Ich habe die Lösung für Stress entdeckt

MEIN DANK GEHT AN RALPH LAUREN!

Ich glaube, ich habe die Lösung für Stress entdeckt. Ist hier irgendjemand nicht gestresst? Nee, oder? Stress haben doch alle, manche sogar Burn-Out. Deswegen gehen wir zum Yoga, schreiben Tagebuch, meditieren, essen Gemüse und tun allerlei andere Dinge, die am Ende meistens nicht für weniger, sondern nur noch für mehr Stress sorgen. Aber damit ist jetzt Schluss, und zwar dank Ralph Lauren. Um das zu erklären, muss man etwas ausholen. Am Montagabend betrat Lauren – 78, Modedesigner, Milliardär, Untermieter des Central Parks und der Grund, dass in den Hamptons keiner nackt herumlaufen muss, mit anderen Worten: ein Mann, der es geschafft hat – den roten Teppich bei den CFDA-Awards in einem faszinierenden Outfit. Lauren, der eigentlich Lifshitz heißt und Sohn eines Anstreichers ist, trug obenrum einen schwarzen Doppelreiher mit weißem Hemd und schwarzer Fliege, untenrum aber, Achtung, ausgeblichene Jeans und limettengrüne Cross-Country-Turnschuhe. Er sah aus, als sei er vor der Preisverleihung zu spät von einer Wanderung durch den Grand Canyon zurück gekehrt und habe deshalb nur noch Zeit zum Überziehen von Hemd, Fliege und Sakko gehabt. Untenrum blieb er im Wanderoutfit.

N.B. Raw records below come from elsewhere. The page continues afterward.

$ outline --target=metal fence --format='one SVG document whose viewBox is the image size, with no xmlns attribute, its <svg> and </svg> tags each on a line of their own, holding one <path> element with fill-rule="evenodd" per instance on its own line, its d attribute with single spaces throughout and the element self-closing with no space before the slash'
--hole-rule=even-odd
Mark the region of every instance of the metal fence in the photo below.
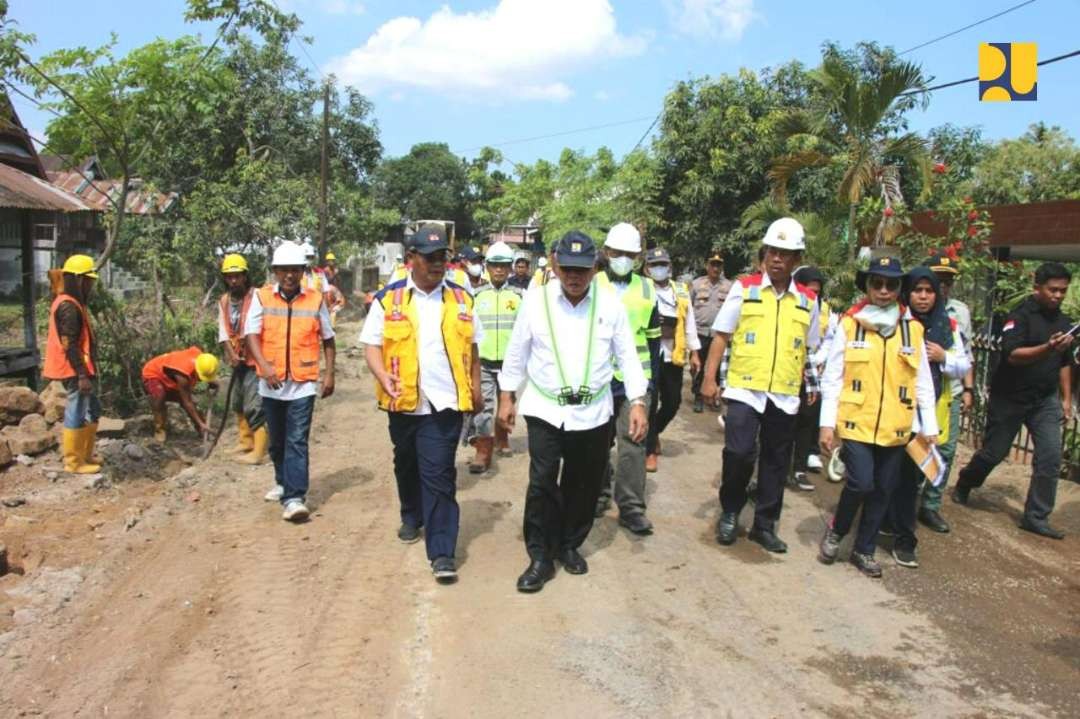
<svg viewBox="0 0 1080 719">
<path fill-rule="evenodd" d="M 962 415 L 960 420 L 960 439 L 972 448 L 982 445 L 983 429 L 986 427 L 986 408 L 990 398 L 990 379 L 1001 361 L 1001 336 L 976 334 L 970 341 L 975 357 L 975 402 L 970 413 Z M 1074 364 L 1073 418 L 1062 426 L 1062 463 L 1063 476 L 1080 477 L 1080 418 L 1075 406 L 1077 393 L 1075 379 L 1080 379 Z M 1034 447 L 1027 427 L 1022 427 L 1013 440 L 1012 459 L 1015 462 L 1031 462 Z"/>
</svg>

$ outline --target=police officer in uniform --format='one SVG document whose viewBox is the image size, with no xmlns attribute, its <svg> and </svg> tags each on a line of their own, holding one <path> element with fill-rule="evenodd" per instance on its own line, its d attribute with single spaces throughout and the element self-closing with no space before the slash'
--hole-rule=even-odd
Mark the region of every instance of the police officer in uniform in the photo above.
<svg viewBox="0 0 1080 719">
<path fill-rule="evenodd" d="M 716 321 L 716 314 L 727 299 L 731 291 L 731 280 L 724 277 L 724 256 L 719 250 L 709 255 L 705 263 L 705 274 L 690 283 L 690 299 L 694 306 L 694 324 L 697 325 L 698 342 L 701 344 L 701 354 L 709 354 L 709 343 L 712 342 L 712 326 Z M 694 381 L 691 385 L 694 391 L 694 411 L 702 412 L 705 409 L 705 400 L 701 396 L 701 383 L 705 379 L 702 368 L 694 373 Z"/>
<path fill-rule="evenodd" d="M 803 234 L 802 225 L 790 217 L 769 225 L 763 241 L 765 271 L 736 280 L 713 323 L 701 386 L 705 397 L 719 394 L 716 371 L 731 347 L 716 535 L 721 544 L 735 542 L 757 460 L 757 503 L 749 537 L 770 552 L 787 551 L 776 536 L 776 524 L 804 378 L 807 402 L 817 400 L 817 373 L 806 356 L 808 347 L 818 343 L 818 306 L 816 297 L 792 277 L 805 249 Z"/>
<path fill-rule="evenodd" d="M 607 462 L 616 361 L 630 439 L 644 440 L 648 424 L 647 383 L 626 311 L 593 279 L 596 245 L 569 232 L 554 254 L 558 279 L 526 294 L 499 374 L 499 421 L 511 431 L 520 413 L 529 428 L 529 566 L 518 578 L 521 592 L 542 589 L 556 559 L 570 574 L 589 570 L 578 550 L 592 528 Z"/>
</svg>

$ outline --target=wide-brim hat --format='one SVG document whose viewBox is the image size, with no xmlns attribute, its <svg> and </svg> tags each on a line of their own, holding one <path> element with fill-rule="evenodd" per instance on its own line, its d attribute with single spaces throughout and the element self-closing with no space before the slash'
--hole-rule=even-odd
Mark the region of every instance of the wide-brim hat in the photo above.
<svg viewBox="0 0 1080 719">
<path fill-rule="evenodd" d="M 567 232 L 555 243 L 554 251 L 559 267 L 588 269 L 596 265 L 596 243 L 584 232 Z"/>
<path fill-rule="evenodd" d="M 949 257 L 944 252 L 935 252 L 926 258 L 923 264 L 930 268 L 931 272 L 943 272 L 949 275 L 960 274 L 959 262 Z"/>
<path fill-rule="evenodd" d="M 900 260 L 895 257 L 878 257 L 870 261 L 868 268 L 855 273 L 855 286 L 866 292 L 866 280 L 870 275 L 901 279 L 904 276 L 904 268 L 900 266 Z"/>
<path fill-rule="evenodd" d="M 450 243 L 446 241 L 446 230 L 438 225 L 424 225 L 409 240 L 409 249 L 421 255 L 450 249 Z"/>
</svg>

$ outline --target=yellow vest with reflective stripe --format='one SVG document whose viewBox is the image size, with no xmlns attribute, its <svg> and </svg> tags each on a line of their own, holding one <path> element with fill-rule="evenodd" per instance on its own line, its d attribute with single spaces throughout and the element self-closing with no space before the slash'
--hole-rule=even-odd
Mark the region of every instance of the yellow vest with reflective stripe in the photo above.
<svg viewBox="0 0 1080 719">
<path fill-rule="evenodd" d="M 672 282 L 675 290 L 675 337 L 671 349 L 671 364 L 682 367 L 686 364 L 686 313 L 690 310 L 690 290 L 682 282 Z"/>
<path fill-rule="evenodd" d="M 420 356 L 417 337 L 420 317 L 412 302 L 412 290 L 401 280 L 376 295 L 383 307 L 383 366 L 400 379 L 401 394 L 395 399 L 375 383 L 379 408 L 390 412 L 413 412 L 420 401 Z M 461 287 L 443 286 L 442 336 L 450 373 L 457 387 L 458 410 L 472 411 L 473 299 Z"/>
<path fill-rule="evenodd" d="M 480 359 L 489 362 L 502 362 L 506 347 L 510 344 L 510 334 L 514 330 L 514 319 L 521 309 L 521 288 L 503 282 L 502 287 L 481 285 L 474 297 L 476 316 L 484 328 L 484 339 L 480 341 Z"/>
<path fill-rule="evenodd" d="M 596 273 L 597 284 L 608 292 L 614 292 L 611 280 L 606 272 Z M 638 274 L 630 275 L 629 286 L 622 293 L 623 307 L 630 321 L 630 331 L 634 333 L 634 347 L 637 349 L 641 368 L 645 370 L 645 379 L 652 379 L 652 356 L 649 354 L 649 340 L 660 337 L 659 327 L 649 327 L 653 308 L 656 307 L 656 290 L 652 280 Z M 623 381 L 622 370 L 615 367 L 615 379 Z"/>
<path fill-rule="evenodd" d="M 879 447 L 907 444 L 918 406 L 915 381 L 924 352 L 922 325 L 901 320 L 885 339 L 867 332 L 853 317 L 840 322 L 847 346 L 837 433 Z"/>
<path fill-rule="evenodd" d="M 799 394 L 814 300 L 801 290 L 777 298 L 771 285 L 761 286 L 761 275 L 740 281 L 742 307 L 731 334 L 728 387 Z"/>
</svg>

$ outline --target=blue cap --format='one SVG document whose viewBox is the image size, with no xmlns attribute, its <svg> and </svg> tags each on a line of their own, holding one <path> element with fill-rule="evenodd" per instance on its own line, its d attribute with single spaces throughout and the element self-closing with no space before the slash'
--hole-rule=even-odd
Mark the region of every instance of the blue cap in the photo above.
<svg viewBox="0 0 1080 719">
<path fill-rule="evenodd" d="M 863 292 L 866 291 L 866 278 L 870 275 L 898 279 L 904 276 L 904 270 L 900 266 L 900 260 L 895 257 L 878 257 L 870 260 L 870 266 L 865 270 L 855 273 L 855 286 Z"/>
<path fill-rule="evenodd" d="M 584 232 L 571 230 L 555 243 L 553 249 L 559 267 L 590 268 L 596 265 L 596 243 Z"/>
<path fill-rule="evenodd" d="M 472 245 L 466 245 L 465 248 L 461 250 L 461 256 L 469 262 L 484 261 L 484 256 L 480 254 L 480 250 L 476 249 Z"/>
<path fill-rule="evenodd" d="M 645 264 L 651 265 L 658 262 L 671 264 L 671 257 L 663 247 L 654 247 L 645 253 Z"/>
<path fill-rule="evenodd" d="M 409 249 L 421 255 L 450 249 L 450 243 L 446 241 L 446 230 L 438 225 L 424 225 L 409 240 Z"/>
</svg>

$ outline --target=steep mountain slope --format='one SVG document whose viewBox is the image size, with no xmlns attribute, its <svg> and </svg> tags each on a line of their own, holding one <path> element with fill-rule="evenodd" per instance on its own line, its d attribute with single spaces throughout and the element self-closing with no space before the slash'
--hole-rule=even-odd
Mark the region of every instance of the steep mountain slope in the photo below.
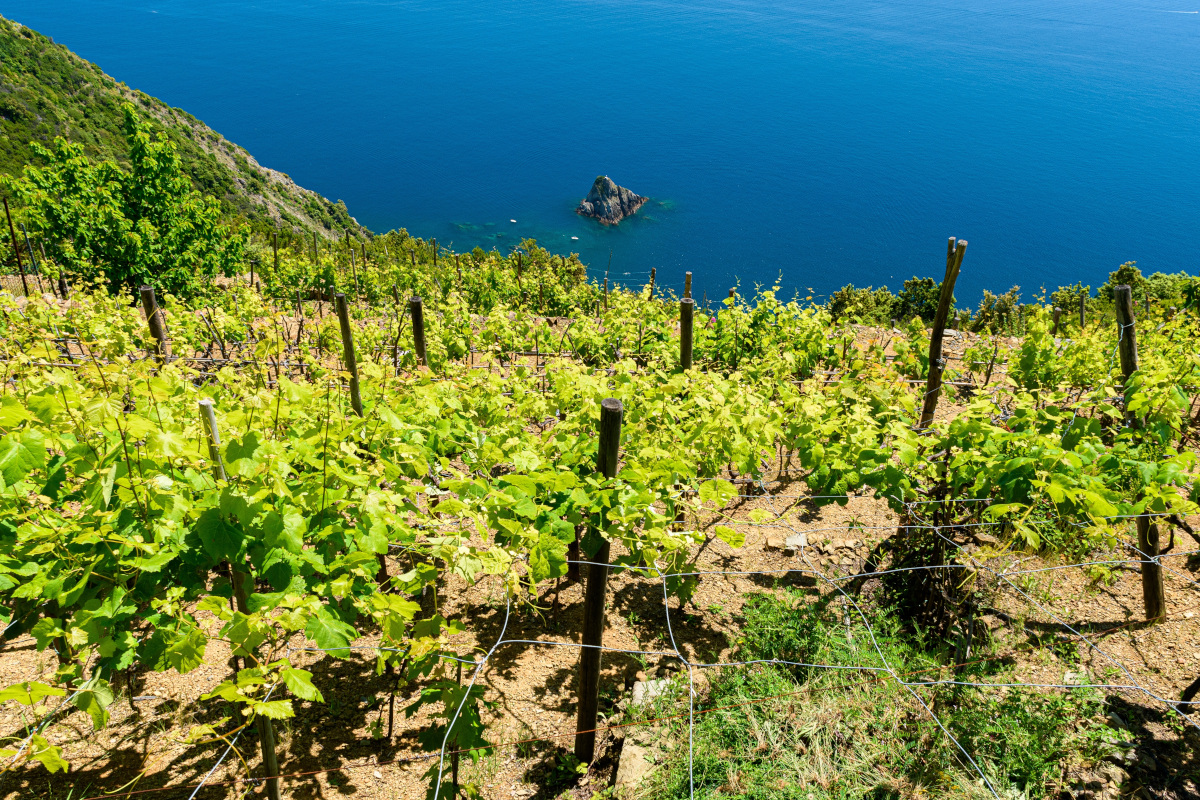
<svg viewBox="0 0 1200 800">
<path fill-rule="evenodd" d="M 331 202 L 268 169 L 191 114 L 131 89 L 99 67 L 18 22 L 0 17 L 0 172 L 15 175 L 34 156 L 29 142 L 79 142 L 95 159 L 128 164 L 121 105 L 133 103 L 179 149 L 196 188 L 254 228 L 315 230 L 336 238 L 360 230 Z"/>
</svg>

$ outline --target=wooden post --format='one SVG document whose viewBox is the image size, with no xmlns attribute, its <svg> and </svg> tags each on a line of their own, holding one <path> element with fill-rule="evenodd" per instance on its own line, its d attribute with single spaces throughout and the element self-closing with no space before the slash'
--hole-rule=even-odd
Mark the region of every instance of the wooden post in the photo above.
<svg viewBox="0 0 1200 800">
<path fill-rule="evenodd" d="M 219 481 L 226 480 L 225 465 L 221 462 L 221 436 L 217 432 L 217 417 L 213 413 L 212 400 L 200 401 L 200 418 L 208 430 L 208 454 L 213 462 L 213 477 Z M 252 587 L 250 576 L 229 565 L 230 581 L 233 584 L 233 594 L 237 601 L 238 611 L 249 613 L 250 591 Z M 269 800 L 279 800 L 279 759 L 275 755 L 275 726 L 268 717 L 259 715 L 258 737 L 262 745 L 263 768 L 267 773 L 267 797 Z"/>
<path fill-rule="evenodd" d="M 729 296 L 737 297 L 737 287 L 736 286 L 729 287 Z"/>
<path fill-rule="evenodd" d="M 58 273 L 58 294 L 63 300 L 70 299 L 70 290 L 67 288 L 67 279 L 63 277 L 62 267 L 59 267 Z"/>
<path fill-rule="evenodd" d="M 167 338 L 167 326 L 163 322 L 162 309 L 158 307 L 158 301 L 154 297 L 154 288 L 143 286 L 141 288 L 141 295 L 142 310 L 146 312 L 146 322 L 150 326 L 150 335 L 158 343 L 158 357 L 166 360 L 171 357 L 171 340 Z"/>
<path fill-rule="evenodd" d="M 213 477 L 219 481 L 225 477 L 225 464 L 221 461 L 221 435 L 217 433 L 217 415 L 213 413 L 212 400 L 200 401 L 200 420 L 208 431 L 208 458 L 213 464 Z"/>
<path fill-rule="evenodd" d="M 1117 286 L 1113 290 L 1117 306 L 1117 348 L 1121 353 L 1121 372 L 1125 386 L 1138 369 L 1137 329 L 1133 318 L 1133 291 L 1128 286 Z M 1141 420 L 1129 410 L 1125 398 L 1125 424 L 1140 428 Z M 1139 498 L 1140 499 L 1140 498 Z M 1138 534 L 1138 549 L 1142 551 L 1142 601 L 1146 606 L 1146 620 L 1163 619 L 1167 612 L 1166 589 L 1163 586 L 1162 565 L 1152 561 L 1159 555 L 1158 525 L 1144 512 L 1135 519 Z"/>
<path fill-rule="evenodd" d="M 954 297 L 954 281 L 958 279 L 958 271 L 962 268 L 963 255 L 966 252 L 966 240 L 959 239 L 956 243 L 951 236 L 949 244 L 946 245 L 946 277 L 942 279 L 942 293 L 938 298 L 937 313 L 933 317 L 933 330 L 929 334 L 929 377 L 925 381 L 925 403 L 921 408 L 918 428 L 924 428 L 933 421 L 938 395 L 942 391 L 942 373 L 946 371 L 946 365 L 942 363 L 942 336 L 946 328 L 946 315 L 950 313 L 950 301 Z"/>
<path fill-rule="evenodd" d="M 250 259 L 250 282 L 247 284 L 251 289 L 254 288 L 254 259 Z"/>
<path fill-rule="evenodd" d="M 1087 327 L 1087 295 L 1079 296 L 1079 332 Z"/>
<path fill-rule="evenodd" d="M 683 296 L 692 296 L 692 273 L 690 272 L 683 273 Z"/>
<path fill-rule="evenodd" d="M 361 417 L 362 396 L 358 392 L 358 359 L 354 355 L 354 332 L 350 330 L 350 307 L 346 305 L 344 293 L 338 292 L 334 299 L 337 301 L 338 323 L 342 326 L 342 359 L 350 373 L 350 405 L 354 407 L 354 413 Z"/>
<path fill-rule="evenodd" d="M 279 800 L 279 758 L 275 755 L 275 726 L 270 717 L 258 715 L 258 739 L 262 745 L 263 771 L 267 773 L 267 800 Z"/>
<path fill-rule="evenodd" d="M 679 301 L 679 365 L 692 368 L 692 312 L 696 301 L 685 297 Z"/>
<path fill-rule="evenodd" d="M 1051 336 L 1054 336 L 1054 337 L 1058 336 L 1058 320 L 1061 316 L 1062 316 L 1062 309 L 1061 308 L 1054 309 L 1054 330 L 1052 330 L 1050 332 Z"/>
<path fill-rule="evenodd" d="M 621 446 L 621 401 L 600 401 L 600 449 L 596 470 L 605 478 L 617 474 Z M 601 512 L 603 514 L 603 512 Z M 601 517 L 603 519 L 603 517 Z M 600 647 L 604 639 L 604 600 L 608 584 L 608 539 L 589 561 L 583 598 L 583 650 L 579 654 L 579 718 L 575 727 L 575 757 L 584 764 L 596 755 L 596 716 L 600 709 Z"/>
<path fill-rule="evenodd" d="M 412 316 L 413 349 L 417 351 L 417 363 L 429 366 L 425 357 L 425 305 L 421 298 L 414 297 L 408 301 L 408 313 Z"/>
<path fill-rule="evenodd" d="M 655 274 L 655 268 L 651 267 L 650 268 L 650 299 L 651 300 L 654 299 L 654 274 Z"/>
<path fill-rule="evenodd" d="M 271 234 L 271 247 L 275 250 L 275 275 L 279 275 L 279 234 Z"/>
<path fill-rule="evenodd" d="M 1121 372 L 1124 382 L 1128 383 L 1129 376 L 1137 372 L 1138 350 L 1137 329 L 1133 319 L 1133 291 L 1128 286 L 1117 286 L 1113 289 L 1113 301 L 1117 312 L 1117 349 L 1121 354 Z M 1138 427 L 1137 416 L 1125 410 L 1125 424 L 1131 428 Z"/>
<path fill-rule="evenodd" d="M 604 279 L 604 310 L 608 311 L 608 278 Z"/>
<path fill-rule="evenodd" d="M 313 231 L 313 266 L 321 263 L 320 252 L 317 250 L 317 232 Z"/>
<path fill-rule="evenodd" d="M 462 686 L 462 661 L 458 661 L 454 680 L 459 686 Z M 455 748 L 454 754 L 450 756 L 450 786 L 452 787 L 452 797 L 458 797 L 458 748 Z"/>
<path fill-rule="evenodd" d="M 8 234 L 12 237 L 13 252 L 17 254 L 17 272 L 21 273 L 21 288 L 29 296 L 29 282 L 25 280 L 25 265 L 21 263 L 21 246 L 17 244 L 17 229 L 13 226 L 12 212 L 8 210 L 8 198 L 4 198 L 4 216 L 8 217 Z"/>
<path fill-rule="evenodd" d="M 517 291 L 522 295 L 525 294 L 525 289 L 521 286 L 521 254 L 517 253 Z"/>
<path fill-rule="evenodd" d="M 300 336 L 304 333 L 304 300 L 300 297 L 300 290 L 296 290 L 296 346 L 300 346 Z"/>
<path fill-rule="evenodd" d="M 354 248 L 347 246 L 350 251 L 350 274 L 354 277 L 354 299 L 358 300 L 358 269 L 354 266 Z"/>
</svg>

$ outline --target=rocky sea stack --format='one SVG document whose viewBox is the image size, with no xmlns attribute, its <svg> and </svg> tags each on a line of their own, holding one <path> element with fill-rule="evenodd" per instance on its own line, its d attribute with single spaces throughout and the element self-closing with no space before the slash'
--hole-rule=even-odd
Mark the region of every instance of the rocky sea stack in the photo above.
<svg viewBox="0 0 1200 800">
<path fill-rule="evenodd" d="M 645 202 L 645 197 L 617 186 L 612 178 L 601 175 L 592 183 L 588 196 L 579 201 L 575 213 L 598 219 L 605 225 L 616 225 L 626 217 L 633 216 Z"/>
</svg>

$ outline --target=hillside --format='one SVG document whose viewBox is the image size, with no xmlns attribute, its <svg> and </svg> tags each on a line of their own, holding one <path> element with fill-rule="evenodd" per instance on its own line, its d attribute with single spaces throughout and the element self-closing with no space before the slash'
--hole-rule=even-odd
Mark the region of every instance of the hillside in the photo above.
<svg viewBox="0 0 1200 800">
<path fill-rule="evenodd" d="M 196 188 L 230 218 L 260 230 L 315 230 L 336 238 L 359 228 L 341 201 L 296 184 L 200 120 L 106 75 L 95 64 L 18 22 L 0 17 L 0 172 L 18 174 L 28 143 L 62 136 L 87 155 L 128 165 L 121 106 L 134 103 L 175 143 Z"/>
</svg>

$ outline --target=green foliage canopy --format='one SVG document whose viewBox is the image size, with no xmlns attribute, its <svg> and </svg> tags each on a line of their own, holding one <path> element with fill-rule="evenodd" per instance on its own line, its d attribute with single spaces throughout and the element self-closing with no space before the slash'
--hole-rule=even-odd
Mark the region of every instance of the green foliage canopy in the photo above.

Manche werden beim Anblick dieses Looks aufgeschrien haben. Ich finde ihn sensationell. Er erinnert mich an die für über Skype geführte Bewerbungsgespräche übliche Kleiderwahl: Weil der Jobkandidat dabei nur einen Ausschnitt seiner selbst in die Kamera halten muss, ist auch nur dieser der Kamera ausgesetzte Körperteil ordentlich angezogen. Der Rest trägt Unterhose. Auch in dem Spielfilm „Goodbye Lenin“ gibt es solch ein halbes Outfit zusehen, und zwar in jener Szene, in der Alex und Denis für Alex’ Mutter, die nicht wissen darf, dass die DDR abgeschafft ist, eine falsche DDR-Nachrichtensendung drehen. Denis mimt den Nachrichtensprecher, allerdings nur obenrum. Untenrum trägt er Boxershorts. Das kann man im Trailer bei Minute 1:37 sehr gut sehen.

Ralph Lauren hat dieses Bekleidungskonzept nun in die Öffentlichkeit getragen, auf einen roten Teppich, der ja bekanntermaßen explizit auf Ganzkörperpräsentation ausgelegt ist. Und was sehen wir? Einen Mann, dessen maßgeschneidertes Sakko erst im Kontrast zu den rutschfesten Schuhen und der vom Wanderausflug gezeichneten Hose zum Strahlen kommt, der seine Unvollkommenheit zum Stilmittel erhebt, anstatt sie krampfhaft zu bekämpfen. Stellt euch mal vor, man würde das Prinzip von Ralph Laurens halbem Outfit auf das ganze Leben übertragen. Dann würde man zu einem sehr gesunden halben Salat ein fettiges Stück Pizza essen. Man würde ein Bein sehr gründlich rasieren, das andere dafür aber gar nicht. Man würde den Rasen im Garten bis zum äußerten Rand mähen, die Maulwurfshaufen aber stehen lassen. Man würde in einem Hochzeitskleid von Vera Wang heiraten, dazu aber Flip Flops tragen. Man würde morgens erst 20 Minuten sehr schnell rennen und dann 20 Minuten auf einer Wiese liegen. Man würde mit einem Mann glücklich werden, der volles Haar hat, aber käsige Waden. Im Büro wäre man nicht die beste Arbeitskraft, aber die beliebteste. Man würde sich nicht insgesamt gehen lassen, oh nein. In manchen Dingen wäre man durchaus sorgfältig. Das rasierte Bein würde neben dem unrasierten besonders schön glänzen. Und dabei wäre der Stress des Beinerasierens um die Hälfte reduziert. Es wäre, glaube ich, kein so schlechtes Leben. Man müsste dafür seine Ziele nicht aufgeben und hätte trotzdem keine Magenprobleme. Ralph Lauren macht jedenfalls einen ziemlich fidelen Eindruck.